Reactive models can save costs by training and preparing civilians shortly before a deployment, and the training can be targeted to a particular mission. But this timing may prevent an organization from responding quickly to a requirement. Proactive models allow organizations to deploy civilians on short notice, but predeployment training and preparation are sunk costs that may not be recovered if forecasted requirements change.
DoD could draw on a combination of models to meet requirements for expeditionary civilians. It may also benefit from pooling capabilities with other organizations, following the approach taken by some U.S. intelligence organizations. To source and deploy civilians rapidly, DoD will need to closely examine the speed with which the recruitment process must take place to determine whether it would be best served by establishing a preselected pool of deployable civilians or by making deployment part of the job description when hiring.

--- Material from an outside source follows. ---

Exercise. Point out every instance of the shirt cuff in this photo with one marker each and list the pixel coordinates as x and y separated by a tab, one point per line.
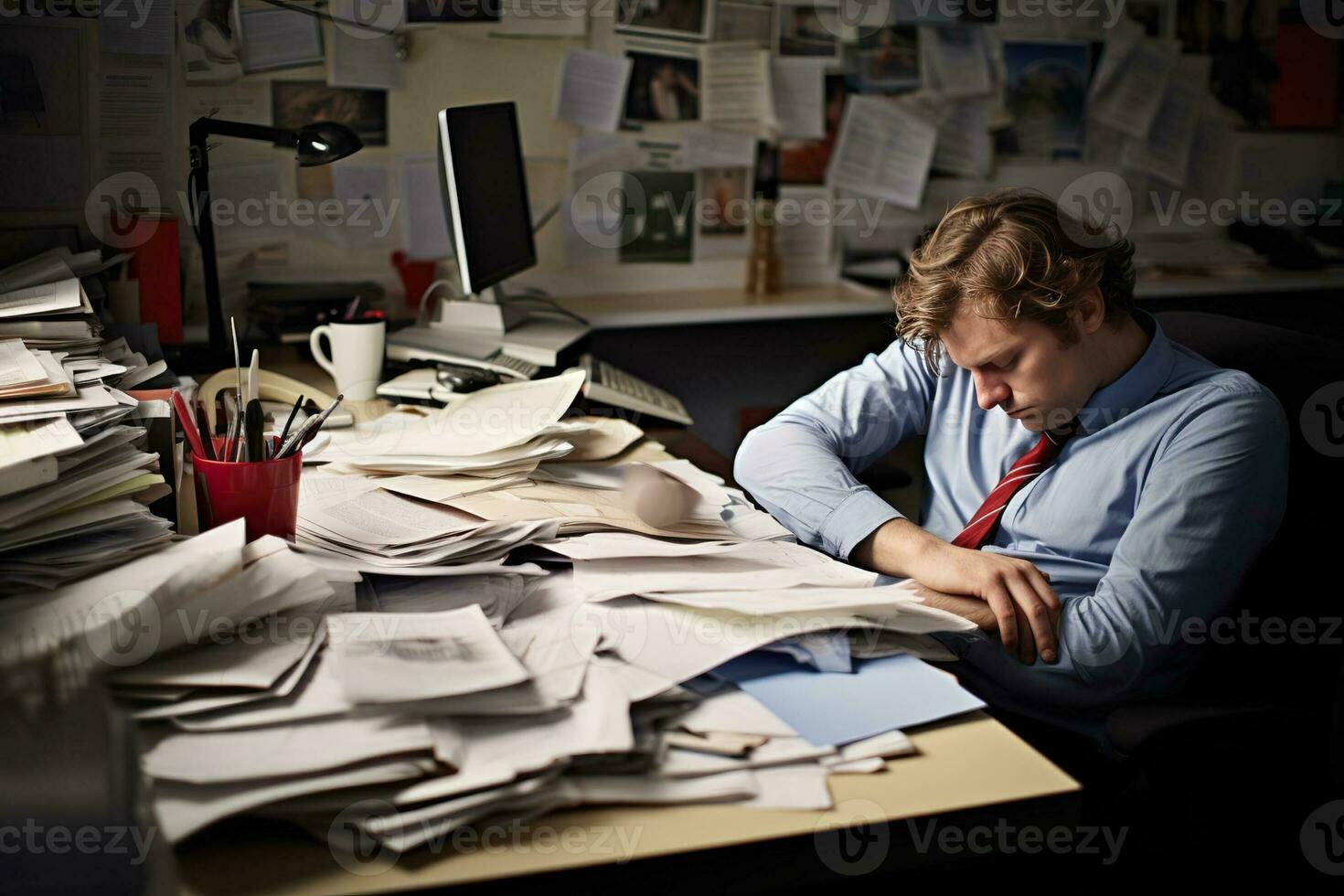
857	517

DoD could draw on a combination of models to meet requirements for expeditionary civilians
Planning for emerging requirements will also be important in optimizing the timelines for DoD civilian deployments and the size and scope of the deployable civilian workforce. For example, if a particular skill set will likely be in high demand in the future, DoD would benefit from developing and maintaining that skill set internally rather than seeking qualified candidates externally. Successful planning over the long term will depend on accurate forecasting methods and an enterprise-wide view of emerging requirements, as well as a reliable source of candidates. Finally, most of the organizations that RAND examined had well-defined policies that clearly articulated roles and responsibilities at each stage of the deployment process. Ensuring that such policies are in place will help improve understanding of the expectations for DoD expeditionary civilians, their employers, and combatant commanders.

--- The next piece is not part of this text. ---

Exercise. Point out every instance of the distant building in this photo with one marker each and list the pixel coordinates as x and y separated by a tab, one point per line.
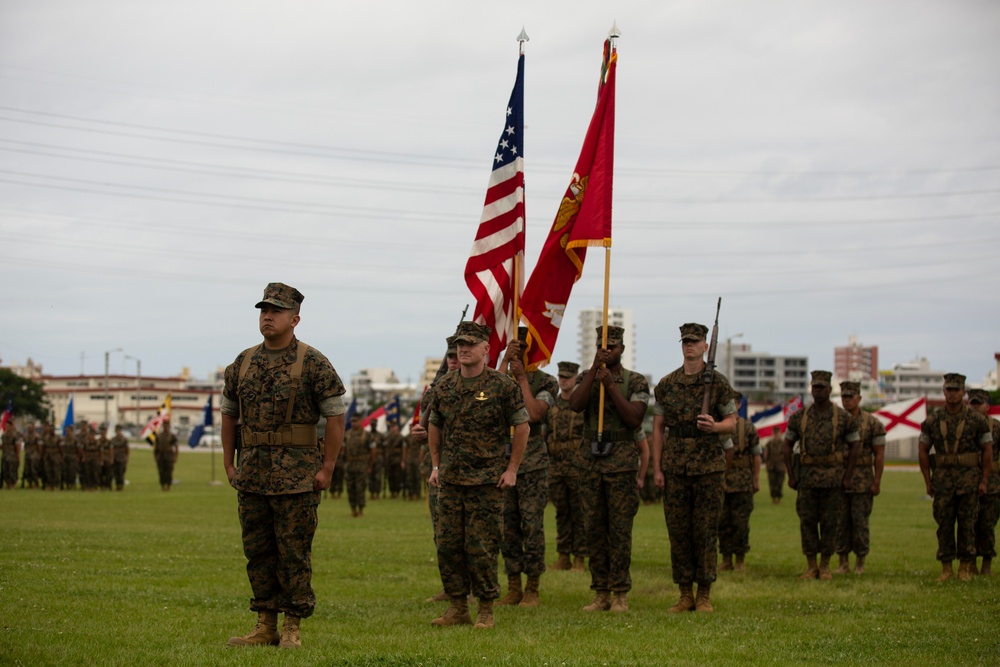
763	375
855	361
911	380
590	319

The non-DoD organizations studied had invested in efforts to raise awareness of their deployable civilian capabilities. With advocacy among senior leaders and recognition programs for civilians who have deployed, DoD could better promote the benefits of expeditionary civilians among the combatant commands and improve career incentives for civilians to deploy.
DoD has several options for designating a joint organization to oversee its expeditionary civilian workforce, each with benefits and drawbacks. However, a centralizing responsibility for recruiting, training, and tracking will provide DoD with a real-time, enterprise-wide view of available civilian capabilities.
Combatant commands will view expeditionary civilians as a reliable capability only if these personnel can deploy quickly. Quick-turn requirements are best served by a proactive sourcing model, while less urgent or emerging requirements could be met by a reactive sourcing model. Combining these two approaches will help DoD meet the widest range of mission needs.
Using a range of hypothetical contingencies, force-size requirements, and historical data, DoD should continue to identify candidates with in-demand skill sets and forecast the need for deployable civilian capabilities across a range of missions. In terms of cost, deployable civilians may not offer savings in all scenarios; in some cases, it may be more cost-effective to deploy military or contractor personnel. With a better understanding of these relative costs, DoD will be better able to allocate personnel across its entire workforce and mission set.